Rescuing Villa Grönborg


As a child I spent every summer at the old farm and several times a week I used to bicycle through the forrest to the Raseborg castle Ruins. Right beside the castle, up on a small hill, was an abandoned cottage.

Actually, it was not quite abandoned. During my childhood the old couple who owned it used to spend their summers there, and I often saw them pottering about in the garden on sunny afternoons, tending to their fruit trees and herbaceous plants.


During wintertime no one lived there, and the house stood cold and empty, until as time went by the old couple was seen less and less as they moved into an old peoples home and visited their summer cottage no more.Then one autumn Friday in 2014 my neighbour called to let me know that the couple had now deceased and that the house and its grounds was for sale. I was abroad at the time, but having spent my childhood playing in the fields and forrest I knew it well.


So well in fact, that I more or less bought it over the phone to the real estate agents enormous surprise. "You do know it is in terrible condition?" he warned me. "Yes," I said, "I do." ​​

And indeed it was a rescue project, as it was in such a condition that most people would just have torn it down and replaced it with something new instead of painstakingly worked to preserve and rebuild the old house.

Yet to me, saving old houses is a passion, and I felt it would have been so sad to destroy what someone once upon a time had built by hand, cutting each log and forming it to perfection into a home for their family.

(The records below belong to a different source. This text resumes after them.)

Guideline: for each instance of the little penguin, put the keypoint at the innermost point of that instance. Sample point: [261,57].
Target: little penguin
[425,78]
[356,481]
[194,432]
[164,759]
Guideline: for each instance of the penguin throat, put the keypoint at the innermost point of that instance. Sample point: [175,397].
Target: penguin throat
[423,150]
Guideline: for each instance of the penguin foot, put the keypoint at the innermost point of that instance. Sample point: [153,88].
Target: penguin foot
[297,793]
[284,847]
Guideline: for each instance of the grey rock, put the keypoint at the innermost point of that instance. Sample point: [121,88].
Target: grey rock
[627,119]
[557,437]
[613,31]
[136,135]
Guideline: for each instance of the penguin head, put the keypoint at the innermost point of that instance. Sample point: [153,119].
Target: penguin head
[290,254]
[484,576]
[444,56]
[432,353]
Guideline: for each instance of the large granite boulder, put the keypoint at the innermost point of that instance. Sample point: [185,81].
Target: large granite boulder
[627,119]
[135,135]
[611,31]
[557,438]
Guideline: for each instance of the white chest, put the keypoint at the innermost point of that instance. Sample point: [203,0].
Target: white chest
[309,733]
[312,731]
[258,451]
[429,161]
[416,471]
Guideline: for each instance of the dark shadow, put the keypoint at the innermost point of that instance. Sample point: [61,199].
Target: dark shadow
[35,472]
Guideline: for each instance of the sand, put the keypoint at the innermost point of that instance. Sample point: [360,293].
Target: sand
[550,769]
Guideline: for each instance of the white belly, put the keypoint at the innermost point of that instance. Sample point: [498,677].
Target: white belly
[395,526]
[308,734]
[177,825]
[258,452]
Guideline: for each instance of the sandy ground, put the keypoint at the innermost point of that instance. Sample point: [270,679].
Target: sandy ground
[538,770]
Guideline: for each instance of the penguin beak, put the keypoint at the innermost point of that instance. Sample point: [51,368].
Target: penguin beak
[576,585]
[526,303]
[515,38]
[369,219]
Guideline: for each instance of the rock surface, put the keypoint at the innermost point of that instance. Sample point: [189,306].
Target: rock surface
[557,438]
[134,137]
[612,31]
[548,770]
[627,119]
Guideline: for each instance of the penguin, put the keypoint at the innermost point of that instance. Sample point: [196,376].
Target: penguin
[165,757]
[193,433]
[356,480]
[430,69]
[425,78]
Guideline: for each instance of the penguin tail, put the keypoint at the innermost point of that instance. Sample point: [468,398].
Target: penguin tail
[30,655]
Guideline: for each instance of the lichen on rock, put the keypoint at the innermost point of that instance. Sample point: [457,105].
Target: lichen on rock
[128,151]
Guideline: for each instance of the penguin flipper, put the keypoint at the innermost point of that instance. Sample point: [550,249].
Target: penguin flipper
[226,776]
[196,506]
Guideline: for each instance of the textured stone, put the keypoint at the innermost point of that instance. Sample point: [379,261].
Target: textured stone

The kitchen was the original cottage built sometime in the early 1800s, while the living room starting off as a stable for cows and sheep. Later on the house was expanded, and the livestock moved to the stables in the yard below the house. At some point when a degree of affluence permitted a wallpaper was put up in the kitchen, which probably served as the main room for many years. I wanted to retain as much of the old house as possible, so where the logg wall was too rotten to be saved around the base of the house and the windows, we patched it up with new loggs and wood frames.


The roof had to be redone, and as we had to do it anyways we added skylight windows to the bedrooms. The upstairs floor was never heated and probably only used as bedrooms in summer with a large part of it being kept as a cold attic. Of the upstairs cold attic, we made three comfortable bedrooms and a bathroom with a shower that actually overlooks the castle ruins.

I chose traditional wallpaper for all the bedrooms and really enjoyed putting a romantic touch to it. At first I furnished it sparsely, but as time has gone by more and more of my personal effects such as paintings and furniture has moved there.

The facade was the last detail to be added, and I am happy to say it was made in the traditional way with planks of different width. In the olden days there was no uniformity to plank production, and all old houses in the area are panelled this way. As they say, the devil is in the detail! Just in time for Christmas 2014 it stood proud and ready to welcome visitors to Snappertuna.

The villa as it stands now, happily renovated with the castle ruins in the background.